付镇中额角青筋起,只听柳长泽继续道:“将军入朝多年,相信各种缘由自有猜测,为何不敢信呢?是怕自己今日所为,皆是笑话一场吗!”
付镇中紧绷至极,反而松了神情,走到这一步,还有什么不能面对的。
他挥手,士卒放开边程,他问:“边老,自先帝以来,边关战报皆由你管,此情说说罢……”
边程咳嗽两声,“是宋阁老授意让老夫压下的……”
付镇中诧异,“怎么可能是阁老……”
边程徐徐道:“阁老不曾想将军受此困顿经年难解,心有愧疚,所以多番愧见将军,行之避让……”
而宋阁老能让边程听令,自是背负圣意。
付镇中怔忪,复又长叹,“竟是如此造化弄人……”
“君无戏言,将军凯旋归京,授大司马印,有何不敢当!”柳长泽呵斥,“却因一己狭隘,整日提心吊胆,畏首畏尾,竟以权谋私将崇明货于孟洋谋财,酿成大错!”
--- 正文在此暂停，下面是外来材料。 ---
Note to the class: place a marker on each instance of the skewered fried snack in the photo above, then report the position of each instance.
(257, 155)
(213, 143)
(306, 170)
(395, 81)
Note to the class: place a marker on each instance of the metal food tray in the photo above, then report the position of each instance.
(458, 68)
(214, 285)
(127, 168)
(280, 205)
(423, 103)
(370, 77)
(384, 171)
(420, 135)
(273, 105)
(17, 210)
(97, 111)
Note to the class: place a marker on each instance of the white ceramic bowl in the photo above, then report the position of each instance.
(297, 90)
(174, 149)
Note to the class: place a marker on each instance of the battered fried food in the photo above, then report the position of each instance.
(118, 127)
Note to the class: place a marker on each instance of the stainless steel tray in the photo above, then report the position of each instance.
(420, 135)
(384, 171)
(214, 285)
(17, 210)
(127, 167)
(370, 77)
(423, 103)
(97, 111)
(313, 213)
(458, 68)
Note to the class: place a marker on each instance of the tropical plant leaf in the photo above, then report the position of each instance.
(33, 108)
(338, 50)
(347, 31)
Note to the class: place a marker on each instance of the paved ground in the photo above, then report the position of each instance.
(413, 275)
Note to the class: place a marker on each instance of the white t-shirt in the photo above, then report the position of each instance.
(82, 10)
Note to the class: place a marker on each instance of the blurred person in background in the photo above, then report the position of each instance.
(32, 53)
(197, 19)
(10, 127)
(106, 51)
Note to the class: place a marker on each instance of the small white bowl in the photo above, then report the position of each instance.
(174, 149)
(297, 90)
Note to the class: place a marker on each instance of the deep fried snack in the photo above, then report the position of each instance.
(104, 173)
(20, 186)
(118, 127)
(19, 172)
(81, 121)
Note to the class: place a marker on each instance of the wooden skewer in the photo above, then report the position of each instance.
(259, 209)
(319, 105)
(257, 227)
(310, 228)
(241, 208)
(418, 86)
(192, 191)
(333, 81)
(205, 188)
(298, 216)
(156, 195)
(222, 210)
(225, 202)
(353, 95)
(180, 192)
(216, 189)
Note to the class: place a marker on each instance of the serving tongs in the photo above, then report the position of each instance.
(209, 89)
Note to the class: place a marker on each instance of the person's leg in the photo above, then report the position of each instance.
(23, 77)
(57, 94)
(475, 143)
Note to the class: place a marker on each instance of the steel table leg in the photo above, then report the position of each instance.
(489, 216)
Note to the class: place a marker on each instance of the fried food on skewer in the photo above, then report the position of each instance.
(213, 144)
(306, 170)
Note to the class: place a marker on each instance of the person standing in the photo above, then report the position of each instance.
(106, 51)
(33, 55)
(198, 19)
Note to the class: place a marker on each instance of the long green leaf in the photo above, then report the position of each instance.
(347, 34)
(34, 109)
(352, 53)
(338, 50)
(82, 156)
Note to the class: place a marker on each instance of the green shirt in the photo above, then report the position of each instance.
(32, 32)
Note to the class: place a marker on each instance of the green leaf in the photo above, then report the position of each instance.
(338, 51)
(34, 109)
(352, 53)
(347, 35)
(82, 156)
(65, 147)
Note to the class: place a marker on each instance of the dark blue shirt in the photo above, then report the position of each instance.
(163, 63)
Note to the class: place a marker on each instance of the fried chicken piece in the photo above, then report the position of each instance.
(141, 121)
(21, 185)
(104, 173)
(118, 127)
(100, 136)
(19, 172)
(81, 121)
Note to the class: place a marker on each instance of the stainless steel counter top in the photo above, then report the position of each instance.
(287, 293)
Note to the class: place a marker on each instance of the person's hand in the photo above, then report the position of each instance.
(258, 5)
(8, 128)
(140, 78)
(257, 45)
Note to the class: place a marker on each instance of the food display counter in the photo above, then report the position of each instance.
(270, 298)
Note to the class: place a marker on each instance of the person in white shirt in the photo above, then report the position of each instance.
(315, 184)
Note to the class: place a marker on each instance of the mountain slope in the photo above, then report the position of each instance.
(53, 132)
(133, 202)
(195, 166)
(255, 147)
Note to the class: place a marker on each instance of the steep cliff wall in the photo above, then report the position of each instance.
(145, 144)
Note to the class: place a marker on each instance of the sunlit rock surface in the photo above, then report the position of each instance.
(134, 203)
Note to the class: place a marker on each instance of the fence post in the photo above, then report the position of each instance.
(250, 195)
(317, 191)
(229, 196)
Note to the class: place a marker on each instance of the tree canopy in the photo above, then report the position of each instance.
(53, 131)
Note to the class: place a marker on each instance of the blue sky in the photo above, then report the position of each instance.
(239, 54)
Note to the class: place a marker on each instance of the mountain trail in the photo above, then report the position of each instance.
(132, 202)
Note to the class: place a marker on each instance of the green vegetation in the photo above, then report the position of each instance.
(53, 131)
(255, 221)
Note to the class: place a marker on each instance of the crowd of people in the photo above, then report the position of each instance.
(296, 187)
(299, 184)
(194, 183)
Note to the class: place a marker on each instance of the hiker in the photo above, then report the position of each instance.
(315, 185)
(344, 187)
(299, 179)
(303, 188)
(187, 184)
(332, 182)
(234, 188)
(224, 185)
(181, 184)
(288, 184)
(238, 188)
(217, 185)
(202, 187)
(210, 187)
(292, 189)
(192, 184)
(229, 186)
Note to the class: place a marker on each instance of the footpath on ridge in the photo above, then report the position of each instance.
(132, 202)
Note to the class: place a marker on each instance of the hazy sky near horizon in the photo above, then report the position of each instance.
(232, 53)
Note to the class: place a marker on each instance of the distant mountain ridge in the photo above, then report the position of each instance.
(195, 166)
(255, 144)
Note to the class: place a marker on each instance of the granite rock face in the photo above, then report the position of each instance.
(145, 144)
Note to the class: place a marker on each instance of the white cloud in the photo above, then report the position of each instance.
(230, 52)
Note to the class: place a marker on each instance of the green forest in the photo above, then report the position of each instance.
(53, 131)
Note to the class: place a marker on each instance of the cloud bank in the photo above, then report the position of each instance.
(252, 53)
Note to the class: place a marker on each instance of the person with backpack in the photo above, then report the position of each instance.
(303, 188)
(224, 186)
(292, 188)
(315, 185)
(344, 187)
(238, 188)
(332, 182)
提及此事,付镇中恨上心头,翻身落马提起柳长泽领口,“若不是你柳家,我何止于今日!”
柳长泽冷笑,“是柳家吗!是你的心魔!你可知孟洋自始至终不曾在账本提及于你!他一介商贾尚且知恩图报,你却害他万劫不复!”
……
“求恩公放我一条生路!”
“昔日我被人当街殴打,几欲死去,是恩公将我从恶人手中救下,才让我有今日体面。此恩重于泰山,犹如再生父母,我岂会害恩公!”
“恩公你是见着我长大的,难道真的要看我去死吗……”
“恩公难道忘了塞北长河下,你说过,日后无论发生什么,只要是我求你,你都会答应的吗?”
“我什么都不要,恩公,你放我一条生路吧……”
付镇中道:“你交出账本,我便送你走。”
“我从未将恩公写入账本,请恩公信我……请恩公信我……”
“我不信你。”
……
付镇中目光微动,他说,“妖言惑众……”
柳长泽不屑一笑,“时墨有新旧,是真是假,将军自己看一眼账本便知晓。”
那账本尽数是假,唯有一本真本,早已被柳长泽送于吕安手中。
而原本确无付镇中。
柳长泽也着实意外一番,不禁想起琉璃台上与那偏执男子的会面。
——会,但不可为。
可为的终究作茧自缚,不可为的沦落画地为牢。
谁又比谁高明几分。
付镇中颤抖的看着那两本将账本,双目猩红,颌骨紧锁,他于孟洋有恩,但孟洋于他才是真正的救命之恩,那年塞北长河,若无孟洋,这数万付家军,都不过是鞑靼刀下亡魂……
他自问不曾负任何人,而今、而今、而今、那是他看着长大的孩子啊……
他突然剧烈咳嗽,将账本一手丢入篝火之中。
眼角蓄着一线水光,却教人看不清晰。
营中瞭号响起,付镇中仰头一望,长河落日,俯身一看,铁骑金甲,他已有所负,迄今,不能再负。他直起腰来,长枪立于背后,一脚踩着马蹄上马。
柳长泽道:“将军仍不悔改。”
“为时已晚,多说无益。”
柳长泽摇头轻啧,心中埋汰,沈是这套先礼后兵,真是难看死了。
和这种心狠手辣、自私自利之徒,讲什么仁义礼让,听的进去才是怪事,柳长泽眸光一寒,冷声道:“将军再不收手才是真的晚了。”
付镇中闻言眯眸,向瞭台火光兵畿去看去……
他立即着人去探,怎会有如此多兵?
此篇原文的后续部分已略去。